Louis Nowra’s play set in a mental health institution where a social worker decides to offer the patients a drama experience, can be interpreted with light and shade, displaying dysfunctional behaviour from clients and outsiders, and potentially delicate moments as characters reveal their deeply troubled backgrounds.
Director Sandra Hines glosses over these to present a rip roaring farce with sharp comic timing that clearly reveals Nowra’s comedic dexterity. The audience loved it.
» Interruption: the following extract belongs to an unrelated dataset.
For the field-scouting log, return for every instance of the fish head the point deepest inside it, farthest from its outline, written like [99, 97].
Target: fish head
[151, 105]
Individual character movement was rich and detailed, including: Ruth’s desperately fussy numbering of paces across the acting space; the lovelorn Cherry stuffing sandwiches in Lewis’ face at every opportunity; Roy, the insensitive but soulful opera buff who delivered his lines a precisely chosen shade too loud for normality; the fraught and repressed Henry who finally blossoms; the wild-eyed pyromaniac Doug; and the drug addled, dubiously qualified pianist Zac.
The more subtle natural performances of the director Lewis, his girlfriend Lucy, sophisticated Julie, morally bankrupt activist Nick, and social worker Justine provided a well balanced contrast to the quirky patients, and their startled and frustrated reactions to the often bizarre behaviour worked in tandem to reap the laughs which came frequently throughout the play.
With uniformly excellent performances, a set that suggested a larger space than they had, and creatively shonky “opera” costumes, it is a highly successful production and heaps of fun.